22/05/2022 - 11:50:36

NY Times. — Philip Incao tenía unos 6 años cuando le preguntó a su madre si era verdad que él moriría. Sí, respondió ella. ¿Y qué pasa después?, cuestionó Incao.

“Nada. Solo mueres, eso es todo”, le contestó.

Fue una respuesta tremendamente insatisfactoria y, con el paso del tiempo, Incao comenzó a ver ese momento como el punto de partida de una vida entera de estudio.

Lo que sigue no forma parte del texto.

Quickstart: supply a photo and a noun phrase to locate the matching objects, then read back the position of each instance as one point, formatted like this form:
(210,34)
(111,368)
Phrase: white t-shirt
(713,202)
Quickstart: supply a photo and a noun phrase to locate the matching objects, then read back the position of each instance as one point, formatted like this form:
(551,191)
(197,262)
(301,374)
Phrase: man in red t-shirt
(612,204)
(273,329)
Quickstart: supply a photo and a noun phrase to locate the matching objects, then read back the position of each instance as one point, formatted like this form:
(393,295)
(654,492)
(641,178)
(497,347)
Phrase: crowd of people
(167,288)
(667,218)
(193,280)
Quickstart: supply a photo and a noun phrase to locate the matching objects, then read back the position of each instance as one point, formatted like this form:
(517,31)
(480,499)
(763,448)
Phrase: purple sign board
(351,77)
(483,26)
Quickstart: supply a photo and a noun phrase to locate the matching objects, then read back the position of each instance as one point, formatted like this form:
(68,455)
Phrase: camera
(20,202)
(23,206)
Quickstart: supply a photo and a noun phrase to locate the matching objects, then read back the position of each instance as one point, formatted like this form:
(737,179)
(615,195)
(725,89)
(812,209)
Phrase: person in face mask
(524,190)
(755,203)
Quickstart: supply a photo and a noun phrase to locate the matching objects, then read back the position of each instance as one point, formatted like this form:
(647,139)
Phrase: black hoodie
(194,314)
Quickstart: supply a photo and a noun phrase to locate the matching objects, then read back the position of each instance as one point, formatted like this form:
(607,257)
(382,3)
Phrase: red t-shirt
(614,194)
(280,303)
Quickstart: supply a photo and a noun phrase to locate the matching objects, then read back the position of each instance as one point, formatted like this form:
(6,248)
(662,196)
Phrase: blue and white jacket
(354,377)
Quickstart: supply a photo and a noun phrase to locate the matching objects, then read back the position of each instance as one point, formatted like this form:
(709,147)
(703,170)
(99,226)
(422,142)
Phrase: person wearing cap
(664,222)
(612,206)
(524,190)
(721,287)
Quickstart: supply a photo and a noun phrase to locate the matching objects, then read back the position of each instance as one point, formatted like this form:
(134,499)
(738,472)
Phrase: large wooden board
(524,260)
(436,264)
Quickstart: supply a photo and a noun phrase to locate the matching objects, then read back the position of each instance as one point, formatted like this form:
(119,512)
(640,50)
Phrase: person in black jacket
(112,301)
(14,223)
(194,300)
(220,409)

Siguió un camino que lo llevó a la facultad de medicina, se capacitó en sanación holística y en la devoción de Rudolf Steiner, filósofo esotérico de principios del siglo XX y un erudito que formuló la teoría de que el mundo espiritual podía ser explorado a través del método científico.

Varias décadas de búsqueda lo condujeron hacia una decisión poco convencional sobre qué pasaría con su cuerpo tras su muerte.

Antes de que Incao muriera de cáncer de próstata el 28 de febrero a los 81 años, dejó estipulado que su cuerpo sería cremado en su ciudad adoptiva de Crestone, Colorado, en la única pira funeraria pública al aire libre de Estados Unidos.

“Todas las formas antiguas y todos los rituales ancestrales se están relajando”, explicó en entrevistas realizadas en los meses previos a su fallecimiento. A través de este tipo de cremación, planeaba ser parte de ese cambio.

Sabía que su cuerpo sería envuelto en un simple sudario, transportado en una camilla de madera a un recinto y colocado en una plataforma a unos metros del suelo. Sus hijos y su esposa encenderían el fuego y verían su cuerpo arder durante varias horas. Al día siguiente, recogerían las cenizas. Incao había asistido a varias cremaciones en la pira y estaba listo.

Alrededor de setenta personas han sido cremadas en la pira en Crestone desde que se inauguró hace más de una década. Sus servicios son exclusivos para residentes y terratenientes del condado de Saguache, que tiene una población de menos de 7000 personas dispersas a lo largo de casi 7800 kilómetros cuadrados.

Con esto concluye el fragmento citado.